We're No. 1 - again
Now, this might seem like a rigged game, considering the Strolling of the Heifers is based in Brattleboro, but the Index is a compilation of a number of factors that is meant to be unbiased and representative of efforts by each state to encourage the growth and consumption of local foods. So, yes, while Vermont is a small state with a small population, when everything is factored in, it still tops the list.
"Our real purpose in compiling the index is to spotlight local food trends throughout the country and to encourage more efforts in every state to spread the benefits of healthy local foods and strong local food systems," said Orly Munzing, executive director of Strolling of the Heifers.
The 2017 Index, which was issued on Monday, incorporates updated information on the number of farmers markets, the number of CSAs and the number of food hubs on a per-capita basis, along with updated date for each state's USDA grants relating to food production for local markets.

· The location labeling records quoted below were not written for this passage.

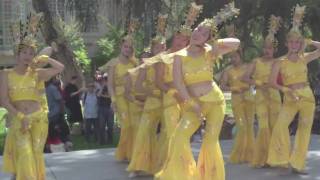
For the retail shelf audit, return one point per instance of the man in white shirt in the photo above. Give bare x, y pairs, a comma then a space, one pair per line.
90, 106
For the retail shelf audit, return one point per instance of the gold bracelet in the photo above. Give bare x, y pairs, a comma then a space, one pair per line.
189, 103
42, 59
20, 116
285, 89
258, 82
308, 41
113, 98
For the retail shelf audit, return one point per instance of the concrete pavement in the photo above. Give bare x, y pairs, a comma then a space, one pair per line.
100, 165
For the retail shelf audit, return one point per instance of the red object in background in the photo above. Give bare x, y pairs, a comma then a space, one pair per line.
279, 79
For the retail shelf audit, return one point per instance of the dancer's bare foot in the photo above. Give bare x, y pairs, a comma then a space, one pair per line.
133, 174
300, 172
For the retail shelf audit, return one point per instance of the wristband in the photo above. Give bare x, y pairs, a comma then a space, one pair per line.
308, 41
113, 98
20, 116
189, 103
42, 58
258, 82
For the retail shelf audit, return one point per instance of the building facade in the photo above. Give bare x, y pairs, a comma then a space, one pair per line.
11, 10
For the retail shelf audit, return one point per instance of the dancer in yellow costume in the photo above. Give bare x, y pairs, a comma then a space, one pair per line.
164, 80
267, 99
136, 100
193, 78
298, 98
242, 107
117, 72
145, 149
23, 154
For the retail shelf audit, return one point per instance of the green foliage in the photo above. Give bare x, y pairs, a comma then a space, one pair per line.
71, 33
109, 45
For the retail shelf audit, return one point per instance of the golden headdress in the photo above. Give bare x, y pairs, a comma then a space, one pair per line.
298, 14
160, 29
229, 11
191, 17
274, 25
133, 26
24, 33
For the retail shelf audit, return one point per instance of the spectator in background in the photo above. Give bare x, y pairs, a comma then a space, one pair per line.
105, 113
317, 90
90, 106
72, 101
58, 127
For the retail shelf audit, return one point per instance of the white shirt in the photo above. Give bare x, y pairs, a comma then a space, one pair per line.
90, 104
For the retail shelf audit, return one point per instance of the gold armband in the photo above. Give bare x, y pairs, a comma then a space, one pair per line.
189, 103
42, 58
20, 116
113, 98
285, 89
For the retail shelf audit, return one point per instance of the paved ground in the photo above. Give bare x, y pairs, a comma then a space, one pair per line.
100, 165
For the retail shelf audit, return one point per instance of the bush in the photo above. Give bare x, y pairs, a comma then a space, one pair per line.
72, 33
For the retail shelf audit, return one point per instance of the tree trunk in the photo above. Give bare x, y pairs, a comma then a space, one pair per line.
65, 54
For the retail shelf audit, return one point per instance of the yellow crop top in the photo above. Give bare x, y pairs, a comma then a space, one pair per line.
198, 69
120, 71
262, 70
234, 77
293, 72
22, 87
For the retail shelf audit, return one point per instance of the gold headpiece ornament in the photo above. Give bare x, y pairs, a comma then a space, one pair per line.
226, 13
191, 18
24, 33
133, 26
274, 25
160, 29
298, 14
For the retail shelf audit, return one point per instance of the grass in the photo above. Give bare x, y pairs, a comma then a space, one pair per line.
228, 108
79, 141
2, 129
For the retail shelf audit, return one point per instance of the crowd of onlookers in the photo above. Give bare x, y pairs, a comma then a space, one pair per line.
86, 110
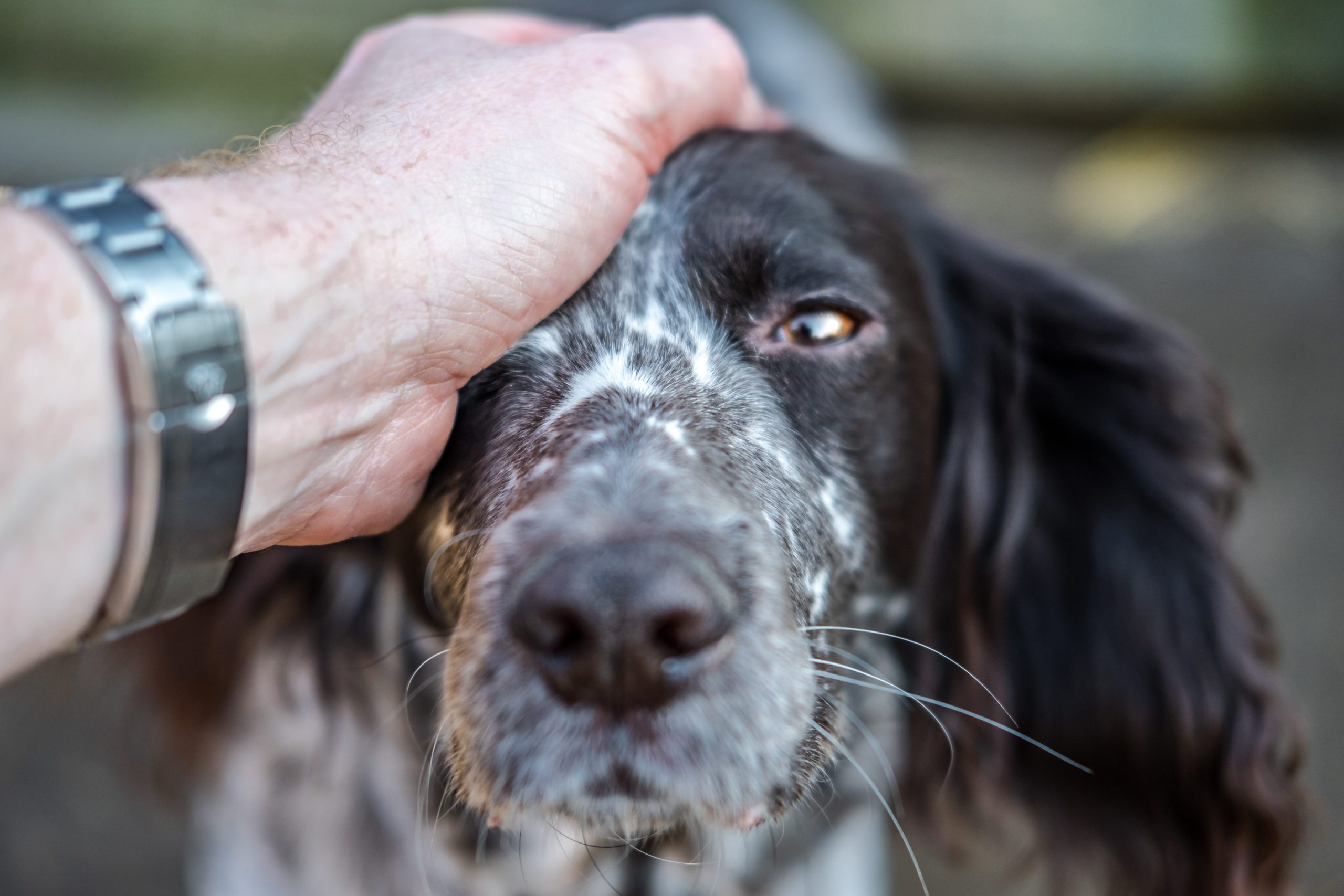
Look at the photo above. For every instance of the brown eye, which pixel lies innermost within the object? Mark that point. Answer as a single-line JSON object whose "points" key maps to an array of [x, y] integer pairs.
{"points": [[819, 327]]}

The Index also includes the dollar volume of direct-to-the-public food sales by farmers as calculated by the USDA, but since this Census data has not been updated since 2012, its weight within the Index has been reduced.
New to this year's index is data on "farm-to-patient" programs at hospitals and health systems that seek out local food to serve to patients.
What the index shows is the Northeast is leading the nation in the growth and consumption of local foods — with New Hampshire, Maine, Massachusetts and Rhode Island in the top 10.
That's not really a surprise for those of us who frequent farmers markets in the tri-state region or buy local products directly from area farmers. Except for some fruits, local consumers can buy pretty much everything they need for their dinner tables from local farmers. With a little bit of forethought and a chest freezer, in the fall they can stock up for the whole year.
We must note, however, that buying local can be more expensive than making purchases at the local supermarket. But what value do we put on the peace of mind that comes from knowing our chicken is not from China, our beef is not from a feedlot in the Midwest and our vegetables and fruits are not sprayed with questionable pesticides, herbicides and fungicides?
And, as the Strolling notes, when you buy local, you are supporting our friends and neighbors who work the earth in a sustainable manner while creating local jobs. Money spent locally stays local and doesn't leave the state or even the nation. There is also to be considered the carbon footprint of food that is grown or raised far afield and transported to our local supermarkets. Local food is fresher, healthier and tastes better, because it spends less time in transit from farm to plate, and therefore loses fewer nutrients and incurs less spoilage.
Another thing we all know about in the tri-state region is the value of agritourism and the benefits of bringing visitors to New England, especially during foliage season when the leaves are turning, the apples are falling and the pumpkins are ready for carving.
These things, as the folks at the Strolling of the Heifers continually remind us, are vitally important in maintaining the vitality of our communities and the traditional and not-so-traditional agricultural uses of the land that surrounds us.
In a world in which technology outpaces itself almost on a daily basis, there is comfort in knowing local farmers are the bedrock of the region.
Also comforting to know is there is a whole new generation of farmers — both homegrown and newcomers to the state — who are assuming the mantle and willingly working the land to provide for their families and their communities.
The Localvore Index is an indication of the success we are having in the Northeast in providing our own food and promoting our brand. Much of that success is due to the efforts of Orly Munzing and the rest of the crew at the Strolling of the Heifers. We thank them profusely and we support their efforts, not just on Strolling weekend, but throughout the year.